LIVE: Talking with the Dead
Okay, our guest is alive. But he has some pretty good dirt to spill, especially for someone who's above ground.
FARGO — Are you one of those people who thinks you can communicate with the dead?
If you lived in the Fargo-Moorhead of the 1880s, you probably believed you could.
That’s what records from that era show, according to the Clay County Historical and Cultural Society’s Markus Krueger.
A religion called “Spiritualism” was big here in those days, as it was in a lot of the rest of the U.S.

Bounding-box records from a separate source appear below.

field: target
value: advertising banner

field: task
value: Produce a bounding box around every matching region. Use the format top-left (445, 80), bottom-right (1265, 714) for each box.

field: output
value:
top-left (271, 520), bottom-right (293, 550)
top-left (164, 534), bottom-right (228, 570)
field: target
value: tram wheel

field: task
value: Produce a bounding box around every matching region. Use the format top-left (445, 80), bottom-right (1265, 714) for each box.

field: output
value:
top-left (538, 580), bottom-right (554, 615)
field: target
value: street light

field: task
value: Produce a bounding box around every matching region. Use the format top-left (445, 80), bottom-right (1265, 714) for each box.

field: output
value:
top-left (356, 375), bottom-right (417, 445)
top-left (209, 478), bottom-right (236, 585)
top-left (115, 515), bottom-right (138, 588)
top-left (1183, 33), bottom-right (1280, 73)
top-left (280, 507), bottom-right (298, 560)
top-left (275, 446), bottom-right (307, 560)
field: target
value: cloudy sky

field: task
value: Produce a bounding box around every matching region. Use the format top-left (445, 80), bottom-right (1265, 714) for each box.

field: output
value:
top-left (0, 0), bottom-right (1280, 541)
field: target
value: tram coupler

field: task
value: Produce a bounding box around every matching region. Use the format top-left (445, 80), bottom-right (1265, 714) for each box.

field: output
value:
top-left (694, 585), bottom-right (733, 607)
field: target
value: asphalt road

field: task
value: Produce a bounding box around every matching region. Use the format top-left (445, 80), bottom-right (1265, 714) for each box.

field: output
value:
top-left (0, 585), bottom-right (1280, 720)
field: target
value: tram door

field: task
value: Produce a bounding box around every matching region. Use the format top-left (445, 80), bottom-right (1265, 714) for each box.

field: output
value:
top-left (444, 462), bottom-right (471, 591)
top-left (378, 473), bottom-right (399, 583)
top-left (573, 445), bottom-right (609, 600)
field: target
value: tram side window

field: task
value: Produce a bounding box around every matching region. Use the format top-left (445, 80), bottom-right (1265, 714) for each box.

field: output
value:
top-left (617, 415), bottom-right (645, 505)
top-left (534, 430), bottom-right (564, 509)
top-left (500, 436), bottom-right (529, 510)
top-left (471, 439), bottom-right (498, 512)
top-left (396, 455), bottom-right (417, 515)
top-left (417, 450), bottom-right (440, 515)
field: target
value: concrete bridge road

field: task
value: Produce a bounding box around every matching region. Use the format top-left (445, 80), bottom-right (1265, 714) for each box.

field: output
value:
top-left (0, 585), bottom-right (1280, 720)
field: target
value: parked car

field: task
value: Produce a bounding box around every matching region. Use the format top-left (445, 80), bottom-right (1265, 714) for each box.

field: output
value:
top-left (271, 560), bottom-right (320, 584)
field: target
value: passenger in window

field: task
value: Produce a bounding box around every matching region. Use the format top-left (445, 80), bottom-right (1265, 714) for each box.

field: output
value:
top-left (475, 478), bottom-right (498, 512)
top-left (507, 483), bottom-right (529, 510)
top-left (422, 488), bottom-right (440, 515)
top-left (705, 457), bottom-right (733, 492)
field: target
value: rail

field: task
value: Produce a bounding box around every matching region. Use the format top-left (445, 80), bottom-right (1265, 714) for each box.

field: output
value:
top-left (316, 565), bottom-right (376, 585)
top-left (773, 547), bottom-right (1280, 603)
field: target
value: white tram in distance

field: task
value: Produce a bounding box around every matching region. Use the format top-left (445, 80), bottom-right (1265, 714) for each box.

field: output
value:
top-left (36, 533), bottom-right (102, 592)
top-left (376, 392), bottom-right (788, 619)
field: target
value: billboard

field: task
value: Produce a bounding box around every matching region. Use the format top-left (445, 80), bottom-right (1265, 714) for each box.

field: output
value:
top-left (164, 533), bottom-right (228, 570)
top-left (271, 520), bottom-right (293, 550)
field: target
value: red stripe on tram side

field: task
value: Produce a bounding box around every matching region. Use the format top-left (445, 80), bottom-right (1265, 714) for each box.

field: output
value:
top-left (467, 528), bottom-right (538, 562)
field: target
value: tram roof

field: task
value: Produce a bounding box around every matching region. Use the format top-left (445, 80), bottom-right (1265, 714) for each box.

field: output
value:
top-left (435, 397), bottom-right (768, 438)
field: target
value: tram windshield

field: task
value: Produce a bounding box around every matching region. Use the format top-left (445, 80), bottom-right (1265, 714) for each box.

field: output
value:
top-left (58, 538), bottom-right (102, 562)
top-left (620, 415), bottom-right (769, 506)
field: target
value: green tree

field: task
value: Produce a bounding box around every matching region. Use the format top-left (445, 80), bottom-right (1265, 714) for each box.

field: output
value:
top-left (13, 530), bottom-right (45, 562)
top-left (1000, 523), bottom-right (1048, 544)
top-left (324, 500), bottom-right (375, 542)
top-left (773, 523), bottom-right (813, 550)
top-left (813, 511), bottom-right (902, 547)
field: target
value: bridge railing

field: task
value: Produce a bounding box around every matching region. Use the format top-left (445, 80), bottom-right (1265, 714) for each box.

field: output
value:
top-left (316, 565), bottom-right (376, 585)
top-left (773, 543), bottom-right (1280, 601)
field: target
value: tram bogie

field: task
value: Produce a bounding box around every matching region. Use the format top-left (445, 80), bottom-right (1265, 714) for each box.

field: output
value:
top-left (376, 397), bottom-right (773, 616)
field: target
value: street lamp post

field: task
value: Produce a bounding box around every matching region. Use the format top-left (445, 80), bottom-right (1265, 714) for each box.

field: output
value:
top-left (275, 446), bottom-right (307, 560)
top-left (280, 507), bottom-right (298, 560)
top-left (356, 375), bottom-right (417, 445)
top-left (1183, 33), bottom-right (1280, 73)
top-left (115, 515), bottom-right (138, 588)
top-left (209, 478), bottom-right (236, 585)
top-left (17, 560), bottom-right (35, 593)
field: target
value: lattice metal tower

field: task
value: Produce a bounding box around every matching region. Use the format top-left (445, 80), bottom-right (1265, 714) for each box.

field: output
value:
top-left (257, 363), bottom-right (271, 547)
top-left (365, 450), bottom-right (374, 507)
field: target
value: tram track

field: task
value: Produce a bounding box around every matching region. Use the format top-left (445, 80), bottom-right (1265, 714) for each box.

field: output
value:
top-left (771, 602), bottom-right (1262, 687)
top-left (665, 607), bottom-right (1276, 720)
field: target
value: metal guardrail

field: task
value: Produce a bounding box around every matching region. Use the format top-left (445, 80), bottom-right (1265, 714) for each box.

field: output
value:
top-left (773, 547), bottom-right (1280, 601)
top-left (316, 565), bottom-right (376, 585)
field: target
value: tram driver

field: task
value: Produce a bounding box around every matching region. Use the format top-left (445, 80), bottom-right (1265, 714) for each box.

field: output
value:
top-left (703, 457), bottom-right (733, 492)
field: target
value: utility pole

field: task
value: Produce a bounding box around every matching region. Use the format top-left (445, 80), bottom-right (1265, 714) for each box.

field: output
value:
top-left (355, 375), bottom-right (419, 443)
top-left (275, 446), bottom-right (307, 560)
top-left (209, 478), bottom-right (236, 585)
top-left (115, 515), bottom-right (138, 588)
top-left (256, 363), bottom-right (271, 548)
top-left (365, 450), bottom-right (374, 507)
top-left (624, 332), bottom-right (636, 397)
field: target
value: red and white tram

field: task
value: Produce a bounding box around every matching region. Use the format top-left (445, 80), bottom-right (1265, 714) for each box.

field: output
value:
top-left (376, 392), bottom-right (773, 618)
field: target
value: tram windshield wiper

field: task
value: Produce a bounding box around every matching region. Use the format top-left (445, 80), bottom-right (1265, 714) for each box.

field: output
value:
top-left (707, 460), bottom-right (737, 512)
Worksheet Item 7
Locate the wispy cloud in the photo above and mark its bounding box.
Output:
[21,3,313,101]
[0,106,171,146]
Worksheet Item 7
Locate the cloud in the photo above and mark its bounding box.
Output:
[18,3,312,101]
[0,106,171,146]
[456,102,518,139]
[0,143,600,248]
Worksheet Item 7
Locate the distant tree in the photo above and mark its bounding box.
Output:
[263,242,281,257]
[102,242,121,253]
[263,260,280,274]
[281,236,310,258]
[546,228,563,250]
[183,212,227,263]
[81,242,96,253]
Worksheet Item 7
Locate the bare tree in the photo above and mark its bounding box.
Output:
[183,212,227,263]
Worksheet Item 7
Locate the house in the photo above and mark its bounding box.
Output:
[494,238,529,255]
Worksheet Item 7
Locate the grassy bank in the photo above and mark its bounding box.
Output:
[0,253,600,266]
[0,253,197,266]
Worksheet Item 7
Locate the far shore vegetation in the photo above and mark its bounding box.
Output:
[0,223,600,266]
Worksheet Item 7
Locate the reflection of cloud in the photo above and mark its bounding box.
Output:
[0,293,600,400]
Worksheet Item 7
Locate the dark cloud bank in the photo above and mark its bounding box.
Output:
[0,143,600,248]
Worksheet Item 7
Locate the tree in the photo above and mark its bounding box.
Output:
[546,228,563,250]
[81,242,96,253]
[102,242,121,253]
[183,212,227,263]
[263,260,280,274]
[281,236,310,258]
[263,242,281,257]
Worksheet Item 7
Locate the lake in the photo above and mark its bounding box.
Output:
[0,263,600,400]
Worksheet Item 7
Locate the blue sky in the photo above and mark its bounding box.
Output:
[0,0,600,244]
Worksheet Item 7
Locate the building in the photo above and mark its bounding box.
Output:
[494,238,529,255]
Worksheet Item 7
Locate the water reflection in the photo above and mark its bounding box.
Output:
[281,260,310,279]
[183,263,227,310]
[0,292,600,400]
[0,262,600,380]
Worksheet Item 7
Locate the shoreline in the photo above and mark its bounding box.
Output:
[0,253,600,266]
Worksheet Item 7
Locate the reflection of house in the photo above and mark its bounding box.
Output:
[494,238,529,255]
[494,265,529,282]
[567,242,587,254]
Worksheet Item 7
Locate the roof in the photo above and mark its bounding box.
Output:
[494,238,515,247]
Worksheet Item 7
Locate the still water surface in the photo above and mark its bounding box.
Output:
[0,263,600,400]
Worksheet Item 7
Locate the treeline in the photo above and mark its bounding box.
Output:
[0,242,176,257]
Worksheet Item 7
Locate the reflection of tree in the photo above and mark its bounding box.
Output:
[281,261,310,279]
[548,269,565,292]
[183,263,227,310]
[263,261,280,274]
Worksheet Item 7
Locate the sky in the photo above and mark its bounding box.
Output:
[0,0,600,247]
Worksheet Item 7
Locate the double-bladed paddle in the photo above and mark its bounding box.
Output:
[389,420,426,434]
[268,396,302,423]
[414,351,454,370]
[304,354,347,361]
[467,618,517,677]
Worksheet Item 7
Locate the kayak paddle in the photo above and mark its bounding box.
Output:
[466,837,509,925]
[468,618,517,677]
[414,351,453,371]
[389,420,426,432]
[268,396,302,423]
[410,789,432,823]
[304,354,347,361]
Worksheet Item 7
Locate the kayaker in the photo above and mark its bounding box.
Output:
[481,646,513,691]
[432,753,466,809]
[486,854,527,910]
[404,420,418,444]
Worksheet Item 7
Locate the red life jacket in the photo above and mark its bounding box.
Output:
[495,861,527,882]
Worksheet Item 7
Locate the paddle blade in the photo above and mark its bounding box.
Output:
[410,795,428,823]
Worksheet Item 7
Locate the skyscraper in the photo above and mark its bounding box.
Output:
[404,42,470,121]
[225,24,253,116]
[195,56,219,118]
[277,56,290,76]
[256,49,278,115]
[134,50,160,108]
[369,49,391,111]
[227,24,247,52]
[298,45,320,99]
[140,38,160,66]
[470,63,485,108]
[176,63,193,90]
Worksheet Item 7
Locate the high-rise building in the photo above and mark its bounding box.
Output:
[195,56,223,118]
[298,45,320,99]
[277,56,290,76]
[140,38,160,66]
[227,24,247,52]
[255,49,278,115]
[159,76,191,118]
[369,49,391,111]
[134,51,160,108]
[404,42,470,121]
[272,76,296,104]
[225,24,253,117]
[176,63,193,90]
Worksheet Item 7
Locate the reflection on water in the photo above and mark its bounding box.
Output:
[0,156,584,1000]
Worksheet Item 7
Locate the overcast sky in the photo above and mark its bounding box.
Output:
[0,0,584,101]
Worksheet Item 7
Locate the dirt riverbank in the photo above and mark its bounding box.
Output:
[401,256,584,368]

It featured people who called themselves mediums, and who used techniques like “automatic writing,” ouija boards, parlor tricks and photographic sleight-of-hand to convince their audiences they were truly connecting with the dead.
Sadly, the usually turned out to be con men, often preying on those who were recently bereaved.
Krueger sat down for a live in-studio interview for our latest Ghoul Morning segment with Emily Welker to give us a preview of his presentation “Spiritualism: Ghosts, Magnetic Physicians, and Con-Artists” happening this week at the Moorhead Public Library.
In it, Krueger explains why one “medium” went on straight from Fargo-Moorhead to Denver to continue his con and almost immediately landed in jail, and how the U-S Patent Office was once the scene of a real-life seance.